Convenience: Bernadette must be seriously hot, as people are always giving her things for next to nothing, like the teleportation map. For delivering a message, traditionally rewarded with a warm meal and a few gold coins, she's given a suit of plate armor. Later, she's handed the keys to a nudist resort and told she owns the place. Bernadette, constantly getting through monsters and bandits with less inconvenience than my daily commute, does not make her a cool heroine. It makes a reader resent her. She never does anything clever and she doesn't have to—everything she wants is dropped in her lap. Once or twice she and her companions are ambushed or wounded, but they conveniently have the spells to heal themselves as if nothing happened. Bernadette is a deadly warrioress, a master blacksmith, a powerful spell caster, a voracious sexpot, and she just happens to be a talented locksmith—making her the Wesley Crusher of High Fantasy.

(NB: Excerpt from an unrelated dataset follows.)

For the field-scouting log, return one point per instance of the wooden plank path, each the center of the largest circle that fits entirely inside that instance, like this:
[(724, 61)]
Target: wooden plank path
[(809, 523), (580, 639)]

This hottie swings a broadsword, hammers an anvil at the blacksmith's, and digs for ore with a pickaxe. Since Bernadette is described as beautiful, guys in this world must dig chicks that are seriously ripped in the upper body.
Believability: When the earl commands Bernadette to seek out the elders for their advice, she takes time to have sex, practice blacksmithing, learn enchantments, and have more sex. The girl doesn't have a deep sense of urgency.

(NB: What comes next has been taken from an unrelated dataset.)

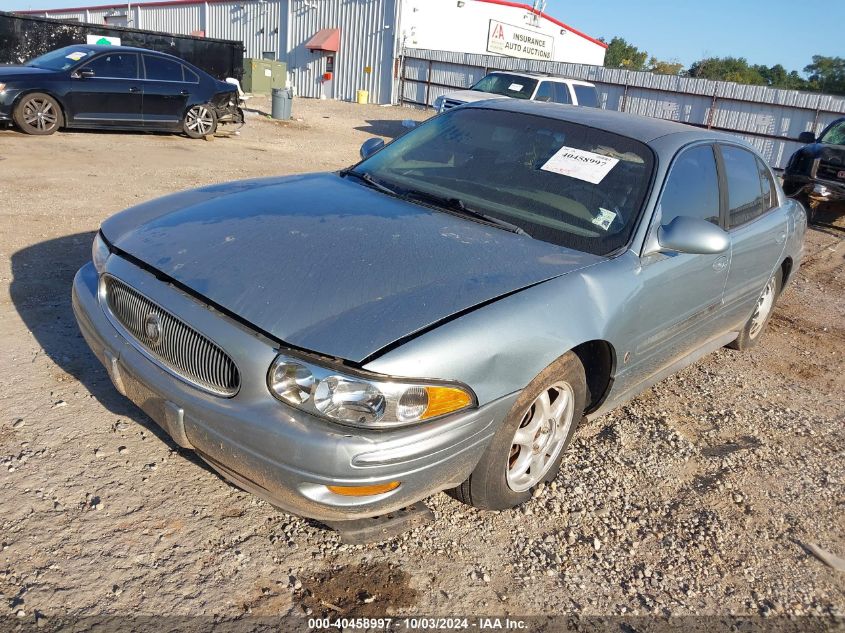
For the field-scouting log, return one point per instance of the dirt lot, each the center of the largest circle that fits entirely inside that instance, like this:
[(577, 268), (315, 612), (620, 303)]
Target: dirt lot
[(697, 498)]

Action: Todd often rushes through—or over—action scenes. Since action scenes are the whole reason we read Sword & Sorcery, they need to be described in glorious and energetic detail, not glossed over and forgotten. We're told about things that happen but we don't get a chance to feel them.

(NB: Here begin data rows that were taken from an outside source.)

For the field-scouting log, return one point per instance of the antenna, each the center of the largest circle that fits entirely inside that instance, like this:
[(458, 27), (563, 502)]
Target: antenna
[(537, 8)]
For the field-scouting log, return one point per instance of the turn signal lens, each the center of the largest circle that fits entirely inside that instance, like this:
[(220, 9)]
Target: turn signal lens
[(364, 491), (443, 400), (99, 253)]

Other times, the action is better described, like the first battle with a dragon or the fight with the Overlord. And the battle with the chymera has some clever twists, though it still could be expanded better. Certainly, the sex scenes receive much more attention. In fact, the many sex scenes are the best parts of the book, filled with explicit detail and passionate description, often building to a delightful climax. Bernadette takes on all comers, even two at a time.
But outside of the sex, the book often reads like a list of events. Information is often tossed out as it is needed with no foreshadowing and no mystery. For example, in the scene where Bernadette learns that she is one of the Fireblood, nothing up to that moment hints of her nonhuman nature. Nor is she left with a mystery to solve, perhaps by seeking out soothsayers or high priests who might know about these things. Nope, the ordinary guy standing next to her just happens to know the whole story.
At 407 pages, a lot is asked of the reader. Those who like lots of sexual action, magic made commonplace, and glossed-over swordplay, will find things to enjoy here. But if you like realistic action and you want the supernatural to be scary, you might feel let down.
While a potentially interesting story, “Destiny of the Fireblood” falls short of that potential. Following a sexy heroine on an epic quest through a land fraught with peril is a great premise for a book. We just need to feel some of that peril.